This month the 2025 Lincoln Prize from the Gilder Lehrman Institute was awarded to Edda L. Fields-Black, author of COMBEE: Harriet Tubman, the Combahee River Raid, and Black Freedom During the Civil War, published by Oxford University Press (2024) was announced earlier this month.
According to the Gilder Lehrman Institute:
COMBEE offers readers an untold story about the Civil War and Civil War soldiers. Most readers know Harriet Tubman as the abolitionist who worked tirelessly to liberate enslaved people. Yet Tubman’s work as a spy and scout for the Union Army during the Civil War has been little explored, including her role in the 1863 Combahee River Raid. The 2nd US South Carolina, a regiment of formerly enslaved men, destroyed the region’s rice plantations, while nearly 800 enslaved people boarded Union ships.
Dr. Fields-Black is a professor of history and director of the Dietrich College Humanities Center at Carnegie Mellon University. Fields-Black has worked as a consultant at the Smithsonian National Museum of African American History and Culture, the International African American Museum, and the Senator John Heinz History Center. She is a direct descendant of a formerly enslaved man who liberated himself after the Battle of Port Royal, joined the 2nd South Carolina Volunteers, and fought in the Combahee River Raid and of Africans enslaved on rice plantations in Colleton County, SC.

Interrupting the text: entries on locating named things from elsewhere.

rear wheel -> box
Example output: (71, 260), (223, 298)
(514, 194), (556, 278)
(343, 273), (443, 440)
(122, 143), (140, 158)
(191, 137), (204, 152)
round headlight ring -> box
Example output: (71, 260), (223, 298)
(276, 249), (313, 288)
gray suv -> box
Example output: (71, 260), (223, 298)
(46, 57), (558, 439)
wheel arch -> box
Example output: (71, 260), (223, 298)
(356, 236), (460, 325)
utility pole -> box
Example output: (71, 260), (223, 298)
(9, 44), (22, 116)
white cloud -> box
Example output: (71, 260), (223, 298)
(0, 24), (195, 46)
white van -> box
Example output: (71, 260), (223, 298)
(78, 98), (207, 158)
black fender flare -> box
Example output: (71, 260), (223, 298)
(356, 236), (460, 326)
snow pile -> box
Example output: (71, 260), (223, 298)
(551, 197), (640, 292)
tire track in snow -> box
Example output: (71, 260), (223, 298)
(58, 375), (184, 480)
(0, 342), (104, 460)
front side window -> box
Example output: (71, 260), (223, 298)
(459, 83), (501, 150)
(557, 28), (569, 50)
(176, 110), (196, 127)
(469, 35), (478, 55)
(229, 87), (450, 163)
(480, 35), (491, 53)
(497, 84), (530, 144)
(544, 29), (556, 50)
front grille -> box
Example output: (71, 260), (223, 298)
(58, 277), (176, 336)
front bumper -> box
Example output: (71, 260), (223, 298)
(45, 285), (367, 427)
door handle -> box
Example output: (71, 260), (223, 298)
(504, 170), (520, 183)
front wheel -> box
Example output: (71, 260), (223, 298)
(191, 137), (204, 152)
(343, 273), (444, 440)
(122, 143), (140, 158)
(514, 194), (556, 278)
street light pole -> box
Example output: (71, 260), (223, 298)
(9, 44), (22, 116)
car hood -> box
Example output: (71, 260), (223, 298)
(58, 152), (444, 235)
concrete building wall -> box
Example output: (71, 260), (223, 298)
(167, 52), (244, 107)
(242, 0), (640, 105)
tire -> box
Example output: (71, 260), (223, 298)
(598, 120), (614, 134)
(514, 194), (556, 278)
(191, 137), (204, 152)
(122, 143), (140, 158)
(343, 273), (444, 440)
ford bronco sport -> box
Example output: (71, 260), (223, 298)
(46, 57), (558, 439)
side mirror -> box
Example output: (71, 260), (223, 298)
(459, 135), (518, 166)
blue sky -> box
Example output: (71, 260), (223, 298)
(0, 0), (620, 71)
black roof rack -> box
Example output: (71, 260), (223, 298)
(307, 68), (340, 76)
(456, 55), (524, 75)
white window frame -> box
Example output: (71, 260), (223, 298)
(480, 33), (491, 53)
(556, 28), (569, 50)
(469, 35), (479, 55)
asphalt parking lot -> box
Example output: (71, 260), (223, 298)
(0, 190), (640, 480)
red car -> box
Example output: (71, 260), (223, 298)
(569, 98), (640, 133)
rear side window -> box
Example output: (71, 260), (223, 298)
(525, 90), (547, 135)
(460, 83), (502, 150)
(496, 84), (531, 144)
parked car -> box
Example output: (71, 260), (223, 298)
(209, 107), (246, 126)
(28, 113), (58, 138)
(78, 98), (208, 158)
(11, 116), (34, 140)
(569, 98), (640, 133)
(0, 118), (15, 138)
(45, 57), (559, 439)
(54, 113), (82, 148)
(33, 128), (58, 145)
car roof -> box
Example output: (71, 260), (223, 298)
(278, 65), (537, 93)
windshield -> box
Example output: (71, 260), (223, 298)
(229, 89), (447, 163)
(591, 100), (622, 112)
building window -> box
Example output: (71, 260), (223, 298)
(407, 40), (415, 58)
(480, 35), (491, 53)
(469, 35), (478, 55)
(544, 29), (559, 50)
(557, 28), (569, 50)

Upon learning of the award, Fields-Black said, “I am thrilled to receive this award and honored to be the vehicle through which the story of Harriet Tubman’s Civil War service and the Combahee River Raid are told. I came to the history of the Combahee River Raid through my many years of work on rice-growing technology, rice fields, and rice laborers (free and enslaved) on both sides of the Atlantic and my passion for uncovering new sources and methods, which reveal the voices of Africans and people of African descent who did not author written sources.
Fields-Black will be recognized during an award ceremony to be held at the Harvard Club in New York City on April 8. The award includes a $50,000 prize and a bronze replica of Augustus Saint-Gaudens’s life-sized bust Lincoln the Man.
James G. Basker, president and CEO of the Gilder Lehrman Institute of American History, said, “Edda Fields-Black’s prize-winning book COMBEE tells an epic story about Harriet Tubman and the struggle for freedom in the Civil War. Her deeply researched and beautifully written book restores to view hundreds of Black lives that would otherwise have been lost forever, in a story that should be made into a blockbuster film. Everyone should know about these heroic people!”
The five other finalists that the jury selected from seventy-one nominations are Robert K. D. Colby, An Unholy Traffic: Slave Trading in the Civil War South (Oxford University Press); Lesley J. Gordon, Dread Danger: Cowardice and Combat in the American Civil War (Cambridge University Press); Jon Grinspan, Wide Awake: The Forgotten Force That Elected Lincoln and Spurred the Civil War (Bloomsbury Publishing); Allen C. Guelzo, Our Ancient Faith: Lincoln, Democracy, and the American Experiment (Knopf); and Nigel Hamilton, Lincoln vs. Davis: The War of the Presidents (Little, Brown and Company).